Mr Albanese, the Leader of the Australian Labor Party, has a poor grasp of Australian political history.
Mr Albanese recently roundly criticised Treasurer Josh Frydenberg for channeling Margaret Thatcher and the policies employed by her to ensure the much needed economic recovery in the UK following Prime Minister James Callaghan and his self inflicted demise in his ‘winter of discontent’ of 1978/79.
Callaghan finally decided to call a General Election in 1979 after the country had been ravaged for years by high inflation and unemployment. In 1978/79 strikes in both the private and public sectors almost crippled the country.
Uncollected rubbish was left to rot in the streets of London, the dead were not being buried, there was a mounting national shortage of food and fuel due to the truck driver’s refusing to work, which all combined to cause a crisis so bad the government considered declaring a state of emergency and mobilising the troops to take over vital services.
Eventually, after strikes which were violent at times, the unions got the wage increases they wanted but it was a pyrrhic victory for them. The country, the people had had enough of the militant unions shambolically and carelessly wrecking the economy, so when they got the chance they elected Margaret Thatcher to be the first woman to be Prime Minister of the United Kingdom.
In eleven years Margaret Thatcher rebuilt the UK economy and made it world competitive and respected if not liked around the world.
Albanese rejected what he saw as Frydenberg’s move to Thatcherism in favour his more Keynesian way of more and more government spending to build infrastructure and particularly social housing, for which, admittedly, there is a great need all over Australia.
Does Mr Albanese not know or does it suit his argument not to recognise that Bob Hawke and Paul Keating were the first Australian leaders to employ economic rationalism — they were the first true disciples of Margaret Thatcher?

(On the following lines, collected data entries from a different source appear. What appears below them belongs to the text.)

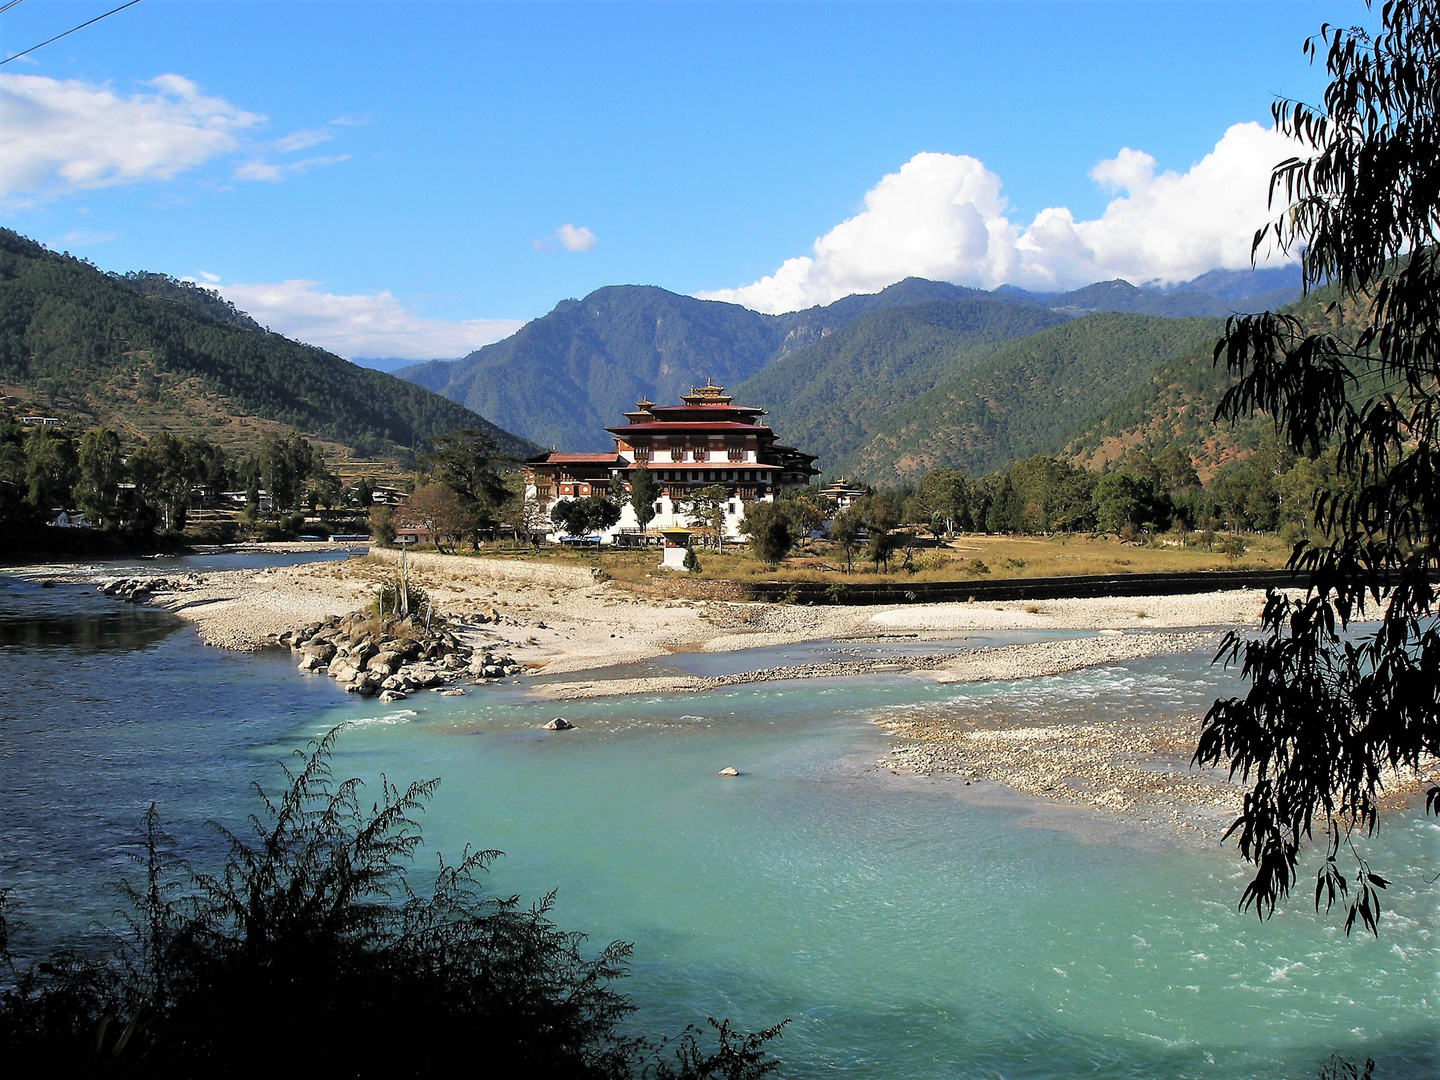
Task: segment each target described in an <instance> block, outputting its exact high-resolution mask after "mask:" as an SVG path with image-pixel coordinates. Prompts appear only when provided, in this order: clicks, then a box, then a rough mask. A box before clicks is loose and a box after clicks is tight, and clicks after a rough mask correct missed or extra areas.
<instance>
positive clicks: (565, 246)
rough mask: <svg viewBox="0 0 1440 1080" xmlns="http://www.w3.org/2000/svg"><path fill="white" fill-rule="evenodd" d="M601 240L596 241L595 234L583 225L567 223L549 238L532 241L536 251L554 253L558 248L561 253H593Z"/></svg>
mask: <svg viewBox="0 0 1440 1080" xmlns="http://www.w3.org/2000/svg"><path fill="white" fill-rule="evenodd" d="M598 242H599V240H596V239H595V233H593V232H590V230H589V229H586V228H585V226H583V225H570V223H569V222H566V223H564V225H562V226H560V228H559V229H556V230H554V232H553V233H550V235H549V236H541V238H540V239H539V240H530V243H531V246H534V249H536V251H554V249H556V246H559V248H560V251H573V252H579V251H592V249H593V248H595V245H596V243H598Z"/></svg>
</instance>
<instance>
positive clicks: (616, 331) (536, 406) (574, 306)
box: [396, 278, 985, 451]
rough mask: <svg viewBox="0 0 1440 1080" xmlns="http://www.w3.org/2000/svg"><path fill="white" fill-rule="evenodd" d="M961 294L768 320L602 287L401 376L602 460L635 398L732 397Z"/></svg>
mask: <svg viewBox="0 0 1440 1080" xmlns="http://www.w3.org/2000/svg"><path fill="white" fill-rule="evenodd" d="M968 295H978V297H984V295H985V294H984V292H981V291H978V289H965V288H960V287H959V285H949V284H946V282H937V281H923V279H920V278H909V279H906V281H901V282H897V284H896V285H891V287H890V288H887V289H883V291H880V292H877V294H868V295H857V297H845V298H844V300H841V301H837V302H835V304H831V305H828V307H816V308H808V310H805V311H795V312H791V314H786V315H763V314H760V312H757V311H752V310H750V308H744V307H740V305H739V304H723V302H719V301H713V300H696V298H694V297H684V295H680V294H677V292H670V291H668V289H662V288H658V287H655V285H608V287H605V288H600V289H596V291H595V292H590V294H589V295H586V297H585V298H583V300H564V301H560V302H559V304H556V307H554V308H553V310H552V311H550V312H549V314H546V315H543V317H540V318H536V320H531V321H530V323H527V324H526V325H523V327H521V328H520V330H517V331H516V333H514V334H511V336H510V337H507V338H505V340H504V341H497V343H495V344H490V346H485V347H484V348H478V350H475V351H474V353H471V354H469V356H467V357H462V359H461V360H454V361H446V360H432V361H429V363H425V364H416V366H413V367H406V369H402V370H399V372H396V374H397V376H399V377H402V379H408V380H410V382H413V383H416V384H418V386H423V387H426V389H428V390H435V392H436V393H442V395H445V396H446V397H449V399H451V400H455V402H461V403H464V405H465V406H467V408H469V409H472V410H475V412H481V413H484V415H485V416H490V418H492V419H494V420H495V422H497V423H500V425H501V426H504V428H508V429H510V431H516V432H523V433H524V436H526V438H528V439H531V441H534V442H539V444H541V445H546V446H550V445H553V446H559V448H563V449H572V451H593V449H606V448H608V446H609V438H608V436H606V435H605V428H606V426H608V425H613V423H618V422H619V419H621V413H622V412H625V410H626V409H631V408H634V403H635V402H636V400H639V399H641V397H649V399H651V400H655V402H675V400H678V399H680V395H683V393H688V390H690V387H691V386H696V384H700V383H704V380H706V379H713V380H714V382H717V383H721V384H724V386H732V387H733V386H737V384H739V383H742V382H744V380H746V379H749V377H750V376H752V374H755V373H757V372H759V370H760V369H762V367H765V366H766V364H768V363H770V361H773V360H776V359H779V357H782V356H791V354H792V353H796V351H799V350H802V348H805V347H808V346H811V344H814V343H816V341H821V340H824V338H825V337H828V336H829V334H831V333H834V331H835V330H838V328H841V327H844V325H845V324H848V323H851V321H854V320H855V318H860V317H863V315H865V314H873V312H876V311H886V310H890V308H903V307H913V305H916V304H919V302H924V301H933V300H936V298H956V297H968Z"/></svg>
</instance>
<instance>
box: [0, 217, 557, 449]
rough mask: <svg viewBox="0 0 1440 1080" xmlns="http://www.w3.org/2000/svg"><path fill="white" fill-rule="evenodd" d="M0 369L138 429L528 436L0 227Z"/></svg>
mask: <svg viewBox="0 0 1440 1080" xmlns="http://www.w3.org/2000/svg"><path fill="white" fill-rule="evenodd" d="M0 383H4V387H6V393H9V395H12V396H16V397H19V399H29V400H33V402H35V403H39V405H43V408H46V409H52V410H56V412H71V413H73V415H75V416H78V418H79V419H82V420H84V422H91V423H107V425H109V426H115V428H120V429H125V431H131V432H135V433H143V435H147V433H150V432H153V431H157V429H161V428H164V429H181V431H183V429H203V431H204V433H207V435H209V438H210V439H212V441H215V442H220V444H222V445H225V444H233V445H243V444H246V442H251V441H252V439H253V433H255V431H253V423H249V422H248V420H246V419H243V418H253V419H258V420H265V422H271V423H278V425H284V426H289V428H294V429H297V431H301V432H312V433H315V435H317V436H320V438H324V439H328V441H333V442H337V444H343V445H346V446H350V448H353V449H356V451H359V452H361V454H386V455H393V454H408V452H410V451H412V449H423V445H425V442H426V441H428V439H431V438H433V436H435V435H442V433H446V432H452V431H456V429H458V428H467V426H468V428H481V429H485V431H490V432H491V435H492V436H494V438H495V441H497V442H498V444H500V445H501V448H503V449H505V451H507V452H513V454H524V452H527V451H528V449H530V446H528V444H526V442H524V441H523V439H517V438H516V436H513V435H510V433H508V432H505V431H501V429H500V428H495V426H494V425H492V423H490V422H488V420H485V419H484V418H482V416H477V415H474V413H471V412H468V410H467V409H464V408H461V406H458V405H455V403H454V402H449V400H446V399H444V397H441V396H439V395H435V393H431V392H428V390H423V389H420V387H418V386H415V384H412V383H406V382H402V380H399V379H395V377H393V376H389V374H383V373H380V372H372V370H367V369H363V367H356V366H354V364H351V363H350V361H347V360H341V359H340V357H338V356H334V354H331V353H327V351H324V350H321V348H314V347H311V346H304V344H300V343H297V341H291V340H289V338H285V337H281V336H279V334H272V333H269V331H265V330H261V328H259V327H258V325H256V324H255V323H253V321H252V320H251V318H249V317H248V315H245V314H243V312H239V311H236V310H235V308H233V307H230V305H229V304H226V302H225V301H223V300H219V298H217V297H215V295H213V294H210V292H207V291H204V289H200V288H197V287H193V285H189V284H186V282H179V281H174V279H173V278H166V276H163V275H151V274H137V275H131V276H128V278H118V276H112V275H107V274H102V272H99V271H98V269H95V268H94V266H91V265H89V264H85V262H82V261H79V259H73V258H71V256H65V255H56V253H55V252H50V251H48V249H46V248H43V246H42V245H39V243H35V242H33V240H29V239H26V238H23V236H20V235H19V233H14V232H10V230H9V229H0Z"/></svg>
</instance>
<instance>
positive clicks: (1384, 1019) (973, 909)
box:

They were Thatcherites through and through, they introduced Free Trade Agreements, globalisation and the ‘market economy’ to Australia.
It was under their government that we started to see the demise of the Australian manufacturing and food processing industry — all in the name of being ‘world competitive’.
It was also the start of a deliberate campaign to reduce the political power of agriculture in Australia.